Presentations

Lessons from Radical Architects

Session Title

Lessons from Radical Architects

Presenter

Christina Wodtke

Session Type: Presentation

While Information Architecture took its name from architecture, it took very little else. This is not surprising, as the early days of the web were about making sites that supported the interaction between people and data. The obvious model back then was a library; a library is a space for humans to receive knowledge. But with the rise of social networks, and the integration of community into almost all online experiences, more architecture practices are directly transferable to design. Online spaces are no longer just about findability, but about falling in love, getting your work done, goofing around, reconnecting with old friends, staving off loneliness… humans doing human things.

As an early Information Architect who had been working in the search field, I found very little but entertainment from phenomenology’s Gaston Bachelard or innovator Frank Gehry. But once I began working on social spaces, it all changed. We all know Christopher Alexander from his pattern-language approach to codifying design solutions, but if you go beyond the mere structure you find that in those patterns lies the answers to tricky privacy issues and the cold-start problem. Architects of buildings can help us form a new approach to the architecture of human spaces online. Poetics will go down easy with plenty of real world examples from current websites, shanty villages, air apps and cityscapes.

Biography

Christina has been bringing products to market on the web for 12 years now, in a variety of roles from design to entrepreneur to product manager. Her specialty is taking a product from Concept to Reality. At LinkedIn, she leads the team that took LinkedIn Events from idea to launch. Before that she founded Cucina Media and created a (perhaps too) innovative CMS; founded the IA Institute, a thriving nonprofit, as well as Boxes and Arrows, an independent publication on design. As a partner at MIG, she helped clients like The New York Times reinvent search and Rodale concept new Digital products, and at Yahoo she lead the design teams who reinvented Yahoo Seach, Shopping and Local.
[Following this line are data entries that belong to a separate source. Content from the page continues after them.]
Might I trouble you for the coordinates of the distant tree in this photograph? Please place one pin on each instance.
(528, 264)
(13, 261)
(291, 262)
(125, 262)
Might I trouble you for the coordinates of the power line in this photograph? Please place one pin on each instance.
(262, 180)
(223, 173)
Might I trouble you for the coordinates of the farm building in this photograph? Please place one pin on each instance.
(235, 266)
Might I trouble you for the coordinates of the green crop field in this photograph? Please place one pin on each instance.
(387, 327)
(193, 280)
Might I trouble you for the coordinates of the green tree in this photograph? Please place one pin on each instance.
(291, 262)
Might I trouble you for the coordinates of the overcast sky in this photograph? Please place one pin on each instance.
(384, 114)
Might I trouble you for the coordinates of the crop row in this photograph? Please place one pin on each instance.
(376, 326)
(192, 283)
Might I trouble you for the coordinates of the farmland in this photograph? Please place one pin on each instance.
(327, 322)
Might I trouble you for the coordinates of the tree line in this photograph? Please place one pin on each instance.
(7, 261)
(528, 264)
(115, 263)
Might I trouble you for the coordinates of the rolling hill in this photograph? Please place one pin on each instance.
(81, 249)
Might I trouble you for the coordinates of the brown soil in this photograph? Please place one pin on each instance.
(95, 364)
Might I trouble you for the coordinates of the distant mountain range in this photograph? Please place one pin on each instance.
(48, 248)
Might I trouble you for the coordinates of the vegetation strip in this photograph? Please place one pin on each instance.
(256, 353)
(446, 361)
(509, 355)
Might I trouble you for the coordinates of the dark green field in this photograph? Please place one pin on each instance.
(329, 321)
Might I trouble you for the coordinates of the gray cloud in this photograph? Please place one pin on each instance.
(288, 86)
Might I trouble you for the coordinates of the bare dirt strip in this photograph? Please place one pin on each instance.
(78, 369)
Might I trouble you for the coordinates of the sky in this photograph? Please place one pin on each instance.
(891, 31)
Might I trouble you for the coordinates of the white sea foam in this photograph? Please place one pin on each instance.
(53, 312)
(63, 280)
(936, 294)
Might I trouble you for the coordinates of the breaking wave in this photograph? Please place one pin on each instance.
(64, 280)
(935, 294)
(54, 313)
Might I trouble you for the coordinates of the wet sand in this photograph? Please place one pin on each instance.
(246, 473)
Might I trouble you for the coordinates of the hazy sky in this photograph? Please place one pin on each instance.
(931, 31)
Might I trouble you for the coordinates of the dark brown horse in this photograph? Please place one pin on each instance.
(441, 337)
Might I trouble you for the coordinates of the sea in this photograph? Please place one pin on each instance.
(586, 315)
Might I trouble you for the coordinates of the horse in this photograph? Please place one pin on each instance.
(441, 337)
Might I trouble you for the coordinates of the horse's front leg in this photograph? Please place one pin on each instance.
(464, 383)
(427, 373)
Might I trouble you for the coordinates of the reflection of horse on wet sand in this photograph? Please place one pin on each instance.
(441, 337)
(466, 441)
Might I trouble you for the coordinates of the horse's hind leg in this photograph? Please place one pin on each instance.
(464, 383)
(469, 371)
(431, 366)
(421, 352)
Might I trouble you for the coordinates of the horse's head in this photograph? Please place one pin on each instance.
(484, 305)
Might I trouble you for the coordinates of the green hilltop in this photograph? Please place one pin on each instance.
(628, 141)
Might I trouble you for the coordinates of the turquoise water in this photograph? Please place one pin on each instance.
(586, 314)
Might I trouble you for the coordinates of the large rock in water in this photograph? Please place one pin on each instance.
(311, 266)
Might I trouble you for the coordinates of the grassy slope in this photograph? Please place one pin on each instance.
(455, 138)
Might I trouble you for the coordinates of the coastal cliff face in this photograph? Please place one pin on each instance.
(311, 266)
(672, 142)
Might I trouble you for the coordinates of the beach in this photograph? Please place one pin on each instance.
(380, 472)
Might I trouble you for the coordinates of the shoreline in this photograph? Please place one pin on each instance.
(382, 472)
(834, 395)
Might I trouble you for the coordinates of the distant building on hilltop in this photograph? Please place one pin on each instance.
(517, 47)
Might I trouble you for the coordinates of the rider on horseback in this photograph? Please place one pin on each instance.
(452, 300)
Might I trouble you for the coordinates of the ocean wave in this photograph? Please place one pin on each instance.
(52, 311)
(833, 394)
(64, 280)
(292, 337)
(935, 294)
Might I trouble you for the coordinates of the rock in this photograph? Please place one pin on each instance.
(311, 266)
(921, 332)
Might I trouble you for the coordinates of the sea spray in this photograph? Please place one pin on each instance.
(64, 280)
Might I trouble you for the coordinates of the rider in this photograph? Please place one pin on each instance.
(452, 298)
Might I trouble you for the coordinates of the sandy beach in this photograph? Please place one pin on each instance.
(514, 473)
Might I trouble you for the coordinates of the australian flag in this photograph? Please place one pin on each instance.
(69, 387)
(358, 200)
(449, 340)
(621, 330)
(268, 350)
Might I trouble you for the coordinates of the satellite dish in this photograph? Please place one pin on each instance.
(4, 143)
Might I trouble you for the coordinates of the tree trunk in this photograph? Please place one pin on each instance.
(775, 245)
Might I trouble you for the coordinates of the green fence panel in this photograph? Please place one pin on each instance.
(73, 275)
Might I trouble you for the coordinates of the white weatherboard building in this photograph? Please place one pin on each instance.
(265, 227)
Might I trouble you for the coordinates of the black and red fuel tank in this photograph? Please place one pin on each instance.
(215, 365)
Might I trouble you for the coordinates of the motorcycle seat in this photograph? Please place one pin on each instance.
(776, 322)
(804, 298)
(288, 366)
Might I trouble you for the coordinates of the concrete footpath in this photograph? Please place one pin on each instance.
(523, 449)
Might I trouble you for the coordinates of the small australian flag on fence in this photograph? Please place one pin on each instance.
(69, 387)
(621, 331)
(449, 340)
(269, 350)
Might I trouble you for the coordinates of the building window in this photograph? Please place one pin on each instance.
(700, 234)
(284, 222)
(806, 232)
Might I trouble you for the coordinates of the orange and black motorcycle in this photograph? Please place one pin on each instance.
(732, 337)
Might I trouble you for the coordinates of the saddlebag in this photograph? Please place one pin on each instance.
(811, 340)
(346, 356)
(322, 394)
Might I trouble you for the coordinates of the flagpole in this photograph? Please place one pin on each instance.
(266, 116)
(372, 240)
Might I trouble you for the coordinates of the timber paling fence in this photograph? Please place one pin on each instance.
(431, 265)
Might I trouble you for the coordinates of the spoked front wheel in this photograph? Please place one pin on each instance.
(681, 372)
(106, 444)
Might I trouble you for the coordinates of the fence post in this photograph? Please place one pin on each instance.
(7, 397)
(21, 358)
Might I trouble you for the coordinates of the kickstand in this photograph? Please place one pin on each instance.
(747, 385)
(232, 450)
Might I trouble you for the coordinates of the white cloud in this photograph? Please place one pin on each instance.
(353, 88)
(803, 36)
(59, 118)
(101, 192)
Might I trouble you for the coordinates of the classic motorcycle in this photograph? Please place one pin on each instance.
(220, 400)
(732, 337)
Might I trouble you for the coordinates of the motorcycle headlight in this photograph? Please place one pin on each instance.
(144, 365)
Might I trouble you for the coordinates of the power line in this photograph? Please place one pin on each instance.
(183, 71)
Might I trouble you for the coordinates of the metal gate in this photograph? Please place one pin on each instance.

In her spare time she gives talks on human behavior in digital spaces, and wrote a book on Information Architecture.

4 Comments

  1. Posted September 16, 2009 at 1:51 pm

    I saw the tweets about this presentation at IDEA 09 and would love to see it in person!

  2. Posted September 17, 2009 at 12:26 pm

    Saw first pass at IDEA09, was really intrigued. I found that revisiting Vitruvius to be really helpful and left with lots of good questions to try and answer. Would love to see Christina expand on it.

  3. Posted September 18, 2009 at 11:13 am

    This will definitely be a different version– i had a ton of stuff I hadn’t synthesized yet, and of course the great feedback I received at IDEA and will get here will be incorporated. The field of architecture has so much knowledge to give us. I have found this a rich body of knowledge to mine.

  4. Posted September 25, 2009 at 12:34 pm

    I also followed the IDEA 09 tweets for this presentation, and was sorry to have missed seeing it in person. Sounds like I may have another shot at it.

    BTW I’m glad to see architecture finally being formally acknowledged as an important source of ideas for our profession. Some of us (those who come from architecture backgrounds) have long been aware of the relevance and clear parallels that exist between the two fields. I’d love to hear Christina’s take on this!